Copper price down on Fed taper talk
Copper prices fell on Thursday as the prospect of the US Federal Reserve scaling back its pandemic stimulus pressured the metal used to gauge global economic health.
Copper for delivery in December fell 2.1% from Wednesday’s settlement price, touching $4.104 per pound ($9,028 per tonne).
The most-traded November copper contract on the Shanghai Futures Exchange dropped 0.9% to 68,030 yuan a tonne, and dipped 0.1% on a quarterly basis, on track for its first fall since the quarter ended March 2020.
A key focus of financial markets in the third quarter has been talks of policy tightening in the United States, which also boosted the dollar.
Copper prices will average more than $4 a pound this year, Diego Hernandez, head of Chilean mining society Sonami, in a recent Bloomberg interview.

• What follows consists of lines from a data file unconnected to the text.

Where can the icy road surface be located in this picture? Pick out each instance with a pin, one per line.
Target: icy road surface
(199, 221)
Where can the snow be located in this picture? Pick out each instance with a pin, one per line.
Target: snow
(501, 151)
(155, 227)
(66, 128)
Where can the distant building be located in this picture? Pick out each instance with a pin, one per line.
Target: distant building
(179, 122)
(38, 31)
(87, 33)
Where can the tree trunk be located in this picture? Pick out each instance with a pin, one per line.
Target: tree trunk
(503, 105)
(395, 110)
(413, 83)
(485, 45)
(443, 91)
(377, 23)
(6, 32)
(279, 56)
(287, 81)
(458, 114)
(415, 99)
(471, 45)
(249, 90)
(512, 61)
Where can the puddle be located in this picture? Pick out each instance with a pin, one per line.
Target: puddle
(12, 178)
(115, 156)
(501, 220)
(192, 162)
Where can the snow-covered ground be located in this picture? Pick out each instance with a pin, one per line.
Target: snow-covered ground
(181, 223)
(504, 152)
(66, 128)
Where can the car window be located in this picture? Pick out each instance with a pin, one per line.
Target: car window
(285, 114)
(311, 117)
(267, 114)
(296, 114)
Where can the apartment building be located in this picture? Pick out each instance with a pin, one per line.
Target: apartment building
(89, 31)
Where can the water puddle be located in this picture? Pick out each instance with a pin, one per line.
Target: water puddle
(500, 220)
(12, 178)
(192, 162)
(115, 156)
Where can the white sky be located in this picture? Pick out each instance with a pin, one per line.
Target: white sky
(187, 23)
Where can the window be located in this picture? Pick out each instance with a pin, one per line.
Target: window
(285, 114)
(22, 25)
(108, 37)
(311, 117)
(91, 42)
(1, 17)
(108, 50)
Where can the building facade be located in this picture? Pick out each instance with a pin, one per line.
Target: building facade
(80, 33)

“The supply-demand equation for copper is very tight, even amid market-wide uncertainties fueled by Chinese property turmoil and a global energy crunch,” said Hernandez, a former chief executive of Codelco and Antofagasta Plc.
“Supply and demand in the coming years should remain fairly tight so prices should be not extraordinary, but good — higher than long-term projections.”
Copper production in Chile, the world’s top copper producer, dropped 4.6% year-on-year in August amid falling ore grades and labor strikes at key deposits, government statistics agency INE said on Thursday.
The Andean nation’s copper output fell to 466,928 tonnes in August, the agency said. Chile’s production through August in 2021 has fallen 1.2% to 3.77 million tonnes.